Speaking to POLITICO, the secretary general of the Council of Europe said it was the U.K.’s choice whether it wanted to stay in the treaty or not.
“And I think this was the wrong start. In which country would we accept that? Someone creating really a brutal pressure on a court? We would say, no, you need to discuss this at the political level. My goal was to bring this back to Strasbourg and to address this at the political level.”
Not our role
Berset also warned that reforming the convention would not solve countries’ own internal debates on migration.
“Is this able to bring an answer to the concerns and challenges that the U.K. is facing in the migration discussions? I think yes, partly. When we see that there are concerns, they must be better addressed. But it will never be able to solve the internal discussion on migration. … But it’s not our role to have a direct impact on that,” he said.
Berset noted that most U.K. migration cases invoking human rights do not actually end up at the European Court in Strasbourg, but are usually examples of British domestic courts interpreting the treaty’s rights on their own.

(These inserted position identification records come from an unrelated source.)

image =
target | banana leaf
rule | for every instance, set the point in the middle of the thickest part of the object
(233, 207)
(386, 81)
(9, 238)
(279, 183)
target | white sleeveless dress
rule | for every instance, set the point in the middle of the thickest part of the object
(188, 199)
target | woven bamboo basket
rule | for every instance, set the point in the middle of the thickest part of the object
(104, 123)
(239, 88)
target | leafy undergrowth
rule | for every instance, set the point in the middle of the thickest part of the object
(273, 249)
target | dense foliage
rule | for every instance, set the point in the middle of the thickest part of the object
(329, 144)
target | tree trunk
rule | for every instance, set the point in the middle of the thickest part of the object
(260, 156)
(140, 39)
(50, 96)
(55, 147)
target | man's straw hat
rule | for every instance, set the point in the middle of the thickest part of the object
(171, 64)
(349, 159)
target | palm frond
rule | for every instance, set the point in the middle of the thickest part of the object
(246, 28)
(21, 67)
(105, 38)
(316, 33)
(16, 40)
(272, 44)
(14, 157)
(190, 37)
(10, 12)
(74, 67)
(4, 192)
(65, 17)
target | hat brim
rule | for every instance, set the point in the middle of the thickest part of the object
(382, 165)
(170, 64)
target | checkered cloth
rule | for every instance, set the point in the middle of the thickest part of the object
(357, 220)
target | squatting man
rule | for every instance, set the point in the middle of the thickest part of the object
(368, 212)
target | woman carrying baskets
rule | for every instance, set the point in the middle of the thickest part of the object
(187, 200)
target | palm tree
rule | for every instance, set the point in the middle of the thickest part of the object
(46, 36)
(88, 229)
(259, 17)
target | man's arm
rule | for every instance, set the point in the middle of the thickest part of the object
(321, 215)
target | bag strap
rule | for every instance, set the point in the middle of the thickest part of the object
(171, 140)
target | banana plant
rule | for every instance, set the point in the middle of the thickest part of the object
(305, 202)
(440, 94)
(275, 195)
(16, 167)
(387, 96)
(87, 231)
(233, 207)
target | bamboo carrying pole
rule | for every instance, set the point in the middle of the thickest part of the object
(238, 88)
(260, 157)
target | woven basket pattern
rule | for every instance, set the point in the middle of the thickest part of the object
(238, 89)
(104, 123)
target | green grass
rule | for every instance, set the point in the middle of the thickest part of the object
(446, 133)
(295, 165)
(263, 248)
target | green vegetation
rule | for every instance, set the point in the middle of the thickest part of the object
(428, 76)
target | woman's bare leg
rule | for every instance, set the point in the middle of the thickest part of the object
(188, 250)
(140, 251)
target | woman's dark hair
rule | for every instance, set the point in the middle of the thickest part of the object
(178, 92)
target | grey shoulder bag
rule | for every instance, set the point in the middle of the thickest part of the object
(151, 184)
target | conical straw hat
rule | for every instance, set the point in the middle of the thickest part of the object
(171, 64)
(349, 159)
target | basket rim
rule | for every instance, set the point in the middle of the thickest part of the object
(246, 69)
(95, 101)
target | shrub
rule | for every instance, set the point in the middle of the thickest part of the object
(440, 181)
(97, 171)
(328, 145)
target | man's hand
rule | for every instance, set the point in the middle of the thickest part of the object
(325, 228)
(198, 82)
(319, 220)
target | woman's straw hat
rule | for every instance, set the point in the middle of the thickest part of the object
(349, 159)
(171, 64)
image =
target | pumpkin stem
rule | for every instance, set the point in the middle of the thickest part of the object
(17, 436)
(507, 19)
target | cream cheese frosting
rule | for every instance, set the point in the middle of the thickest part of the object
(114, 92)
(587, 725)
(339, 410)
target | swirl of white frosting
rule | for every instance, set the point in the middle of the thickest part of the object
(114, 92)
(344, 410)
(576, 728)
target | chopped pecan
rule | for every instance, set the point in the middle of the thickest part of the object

British courts have been able to apply the convention themselves since the U.K. integrated it into its own domestic law with the 1998 Human Rights Act. The number of migration cases from the U.K. that make it to Strasbourg is actually “negligible,” he added.
Many of the rights invoked in migration cases are also not exclusive to the ECHR. The principle of non-refoulement, which means a person cannot be sent back into danger, is often a factor in challenging deportation cases. But as well as the ECHR, the idea is also enshrined in multiple U.K. domestic laws, as well as other international treaties like the U.N. refugee convention.